Chanel Contos consent petition had Palantir/Google connection


In 2021, Chanel Contos was one of the brave Australian women speaking up about a particularly dark subculture of harassment and abuse in Australia.

Contos has made consent the centerpiece of her campaign. Ironically, many of the technology platforms used in her campaign only give lip-service to the concept of consent.

Contos has compiled and anonymized thousands of testimonials from young female victims. According to reports, Contos and helpers have manually copied these testimonials from different messaging tools, removing any identifying information in the process. This type of content moderation is extraordinarily difficult. Contractors who do content moderation for social media platforms have made widespread complaints about the psychological impact. I recently wrote a blog about the Molly Russell inquest, where the expert psychiatrist confessed that he had problems sleeping after looking at the content that pushed Molly Russell over the edge. Reading about the Debian Day suicide and the Prince Alfred research both have a similar impact on people, both the researchers and the people following the blog posts.

During the campaign, many media web sites reported on Contos' connection to UCL. Yet I could find no official statement from Contos or UCL claiming that this was an official research project. If the project was officially operated by UCL then it would require approval from the UCL ethics board and it would require extensive controls for human subject research. When high school students participate in human subject research, there are even stronger controls and parental consent requirements. Contos' work is in a gray area. She did not claim it was a UCL project, nonetheless, given all the media emphasis on her status at UCL, many participants may have given it the same level of trust as an authorized research project.

Furthermore, if identifying data is hacked or leaked, this may deter women from participating in research projects in future. Women's health is an area that is already neglected in many ways and it would be disappointing if a well-meaning campaign created barriers for future researchers.

Contos' Wikipedia page talks about interaction with the police service. This is also a gray area. It would appear to be quite logical and sensible to give every participant a list of all relevant support services. On the other hand, if participants feel that research is too close to the police, they may be less willing to provide sensitive information.

One of the startling revelations is that the early version of the consent web site included the names of two other developers, one of them connected to Palantir and Google. Palantir is an official subsidiary of the CIA specializing in big data.

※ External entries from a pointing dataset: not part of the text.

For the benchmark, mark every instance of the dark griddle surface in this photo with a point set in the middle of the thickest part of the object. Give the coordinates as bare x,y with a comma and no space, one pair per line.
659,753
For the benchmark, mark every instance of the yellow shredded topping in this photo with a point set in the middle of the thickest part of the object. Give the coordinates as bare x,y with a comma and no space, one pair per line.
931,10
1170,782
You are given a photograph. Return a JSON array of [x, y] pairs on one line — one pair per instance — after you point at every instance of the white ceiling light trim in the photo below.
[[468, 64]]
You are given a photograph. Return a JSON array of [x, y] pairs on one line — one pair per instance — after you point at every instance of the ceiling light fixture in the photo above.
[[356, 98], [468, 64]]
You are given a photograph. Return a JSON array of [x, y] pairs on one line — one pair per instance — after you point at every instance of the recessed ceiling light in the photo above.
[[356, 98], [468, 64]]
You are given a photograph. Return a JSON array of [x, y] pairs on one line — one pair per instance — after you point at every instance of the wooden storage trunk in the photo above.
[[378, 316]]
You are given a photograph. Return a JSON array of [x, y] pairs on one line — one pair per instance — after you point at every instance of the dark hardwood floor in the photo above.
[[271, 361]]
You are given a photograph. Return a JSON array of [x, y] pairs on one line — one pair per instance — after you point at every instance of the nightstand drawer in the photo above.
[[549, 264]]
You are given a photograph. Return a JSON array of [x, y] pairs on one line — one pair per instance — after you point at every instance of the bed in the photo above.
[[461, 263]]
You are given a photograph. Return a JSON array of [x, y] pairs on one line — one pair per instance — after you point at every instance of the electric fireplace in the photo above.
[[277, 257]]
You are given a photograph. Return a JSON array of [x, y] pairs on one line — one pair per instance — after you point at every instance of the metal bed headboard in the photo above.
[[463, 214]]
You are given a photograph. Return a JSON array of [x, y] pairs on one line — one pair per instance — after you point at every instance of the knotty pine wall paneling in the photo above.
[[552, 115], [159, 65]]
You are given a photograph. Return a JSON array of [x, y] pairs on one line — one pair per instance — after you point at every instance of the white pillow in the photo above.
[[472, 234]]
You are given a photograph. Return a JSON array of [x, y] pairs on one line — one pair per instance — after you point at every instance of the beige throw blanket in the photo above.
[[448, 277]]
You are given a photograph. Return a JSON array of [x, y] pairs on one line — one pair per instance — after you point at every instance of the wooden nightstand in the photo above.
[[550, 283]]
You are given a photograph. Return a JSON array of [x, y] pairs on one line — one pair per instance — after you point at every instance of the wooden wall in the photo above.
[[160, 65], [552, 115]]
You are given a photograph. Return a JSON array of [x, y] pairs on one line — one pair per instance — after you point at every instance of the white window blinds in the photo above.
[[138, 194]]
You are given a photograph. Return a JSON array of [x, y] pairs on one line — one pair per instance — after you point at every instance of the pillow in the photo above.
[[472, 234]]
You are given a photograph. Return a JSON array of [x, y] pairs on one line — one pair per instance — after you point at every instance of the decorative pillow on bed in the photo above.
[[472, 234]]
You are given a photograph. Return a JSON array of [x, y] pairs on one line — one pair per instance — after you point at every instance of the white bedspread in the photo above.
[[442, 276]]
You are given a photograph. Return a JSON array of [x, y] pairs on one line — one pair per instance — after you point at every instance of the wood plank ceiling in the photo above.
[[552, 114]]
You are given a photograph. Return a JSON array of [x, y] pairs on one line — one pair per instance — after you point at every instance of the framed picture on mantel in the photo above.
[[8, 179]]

It is well known that in the hunt for Osama bin Laden, the US used a fake vaccination campaign to locate bin Laden. Tactics like this make it harder to convince the public about genuine vaccines. The downside of those tactics only become obvious in recent times with the emergence of anti-vax protests against the Covid vaccine. The type of incident documented in Miss Contos' petition is so widespread that I don't think they need help from the CIA to make them up.

While the campaign appears to be entirely genuine, the social media companies will have gathered extensive meta-data about the participants and the people they are accusing. A lot of this data is automatically harvested by intelligence agencies and may be used to blackmail people in the future.

The police may feel an obligation to mine the same data. Eighty percent of perpetrators have probably only been subject to one complaint. Twenty percent are probably committing a crime every month, maybe even every weekend. Police may feel obliged to mine the meta-data to try and identify repeat offenders.

In the case of the Boston College tapes, the institution fought tooth-and-nail to keep the tapes away from the police but eventually they were forced to hand them over. For an unofficial research project conducted over social media, it would be far easier for authorities to obtain the meta-data, if they haven't already done so.